We are working with both real and semi-synthetic video. The semi-synthetic video is based on motion data from a magnetic tracking system which is visualized with commercial software. In this way we get a real movement and at the same time we are able to control camera positions, lights, clothes of the model ect.

Download video
We calculate double difference images to detect motion in the images. The double difference images are rather independent to illumination changes and clothing types and styles. Furthermore, no background model or person model is required. By morphology we obtain a "motion-cloud" from the motion pixels in the double difference image.


Download video
We use four features to represent this motion-cloud. In order to make the features independent of image size and the person's position in the image they are represented as ratios. Furthermore, they are defined with respect to a reference point currently defined as the center of gravity of the person.
  1. The eccentricity of the motion cloud defined as the ration between the minor and major axes of the ellipse.
  2. The orientation Φ of the ellipse.
  3. The minimum ratio r between the length of the major axis and the distance d from the reference point to the center of the ellipse.
  4. The angle Θ between the reference point and the center of the ellipse.

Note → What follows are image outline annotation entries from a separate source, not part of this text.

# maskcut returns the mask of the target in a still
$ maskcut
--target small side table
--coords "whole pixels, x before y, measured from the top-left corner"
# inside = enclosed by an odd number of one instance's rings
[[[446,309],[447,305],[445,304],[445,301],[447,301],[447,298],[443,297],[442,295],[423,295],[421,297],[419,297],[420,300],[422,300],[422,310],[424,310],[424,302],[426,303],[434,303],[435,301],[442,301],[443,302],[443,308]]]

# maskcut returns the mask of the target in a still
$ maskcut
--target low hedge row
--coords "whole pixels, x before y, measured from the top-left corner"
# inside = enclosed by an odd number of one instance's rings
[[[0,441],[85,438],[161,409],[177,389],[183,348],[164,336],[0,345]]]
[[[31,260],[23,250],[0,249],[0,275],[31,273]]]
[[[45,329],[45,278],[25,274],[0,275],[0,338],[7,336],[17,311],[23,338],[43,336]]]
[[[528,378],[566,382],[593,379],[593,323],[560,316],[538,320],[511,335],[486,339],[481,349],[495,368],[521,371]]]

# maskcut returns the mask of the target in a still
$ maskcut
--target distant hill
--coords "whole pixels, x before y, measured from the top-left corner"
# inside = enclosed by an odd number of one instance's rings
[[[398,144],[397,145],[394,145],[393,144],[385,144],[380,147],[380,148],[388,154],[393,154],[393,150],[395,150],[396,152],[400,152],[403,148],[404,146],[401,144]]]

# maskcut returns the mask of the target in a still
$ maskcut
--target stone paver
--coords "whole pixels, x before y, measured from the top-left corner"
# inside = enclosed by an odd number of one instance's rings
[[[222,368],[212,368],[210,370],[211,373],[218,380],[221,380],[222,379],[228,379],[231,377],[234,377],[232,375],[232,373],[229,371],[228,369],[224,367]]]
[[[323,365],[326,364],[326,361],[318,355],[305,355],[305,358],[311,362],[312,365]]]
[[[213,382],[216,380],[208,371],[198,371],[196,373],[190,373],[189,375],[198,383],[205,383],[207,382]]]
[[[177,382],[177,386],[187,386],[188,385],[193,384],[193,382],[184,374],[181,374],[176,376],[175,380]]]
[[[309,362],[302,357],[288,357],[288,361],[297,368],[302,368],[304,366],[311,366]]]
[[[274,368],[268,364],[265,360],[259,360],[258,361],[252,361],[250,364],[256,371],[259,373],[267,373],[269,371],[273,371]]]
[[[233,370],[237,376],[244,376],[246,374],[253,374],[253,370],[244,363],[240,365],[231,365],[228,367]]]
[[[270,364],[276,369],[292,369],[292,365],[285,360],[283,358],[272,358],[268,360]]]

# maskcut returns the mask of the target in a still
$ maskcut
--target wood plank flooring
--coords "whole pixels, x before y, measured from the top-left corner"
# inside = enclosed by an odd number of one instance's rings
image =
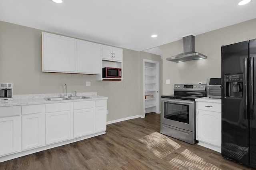
[[[160,133],[160,115],[108,125],[106,134],[0,163],[0,170],[252,170]]]

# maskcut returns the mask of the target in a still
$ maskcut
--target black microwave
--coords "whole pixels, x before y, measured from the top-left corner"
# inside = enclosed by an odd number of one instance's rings
[[[119,68],[102,68],[102,78],[122,78],[122,69]]]

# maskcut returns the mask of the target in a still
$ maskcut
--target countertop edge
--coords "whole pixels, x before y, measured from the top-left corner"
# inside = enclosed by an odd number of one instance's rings
[[[99,100],[104,100],[108,99],[107,97],[95,95],[86,95],[90,97],[89,99],[84,99],[74,100],[65,100],[64,101],[46,101],[44,98],[14,99],[11,101],[0,102],[0,107],[7,106],[16,106],[24,105],[40,105],[45,104],[58,103],[67,102],[76,102],[82,101],[91,101]]]

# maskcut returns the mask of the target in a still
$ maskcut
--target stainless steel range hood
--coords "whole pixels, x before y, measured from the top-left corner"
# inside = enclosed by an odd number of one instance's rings
[[[195,51],[195,37],[190,35],[182,38],[183,53],[166,58],[166,60],[178,63],[194,59],[207,58],[207,56]]]

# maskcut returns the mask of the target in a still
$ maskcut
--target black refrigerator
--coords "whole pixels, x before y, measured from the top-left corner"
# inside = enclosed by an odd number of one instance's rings
[[[256,39],[222,46],[221,154],[256,168]]]

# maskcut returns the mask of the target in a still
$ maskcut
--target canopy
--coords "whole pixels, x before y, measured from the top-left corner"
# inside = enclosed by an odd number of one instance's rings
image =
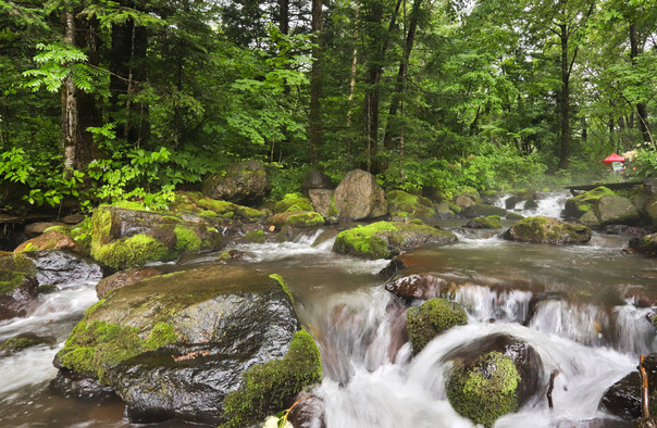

Primitive recognition is done by classifying the features from a double difference image as one of ten primitives. This is done by calculating the Mahalanobis distance and choosing the primitive with the smallest distance. Allying this process to a video sequence and having each primitive represented by a letter will result in a text string representing the action performed in the sequence.


Download video
During a training phase a string representation of each action to be recognized is learned. The task is now to compare each of the learned actions (strings) with the detected string. Since the learned strings and the detected strings (possibly including errors!) will in general not have the same length, we apply the Edit Distance method for the string comparison. The string from the primitive recognition is pruned by first removing Ø's, isolated instances, and then all repeated letters.

String from primitive recognition = { Ø, Ø, B, B, B, B, B, E, A, A, F, F, F, F, Ø, D, D, G, G, G, G, Ø}
Pruned string = { B, A, F, D, G }

Further more we apply a probabilistic version of the Edit Distance by generating a weight to reflect the number of repeated letters and then using these weights as costs in the Edit Distance algorithm.

Weights = { 5, 2, 4, 2, 4 }

Finally the action performed in the video sequence will correspond to the action with the smallest edit distance.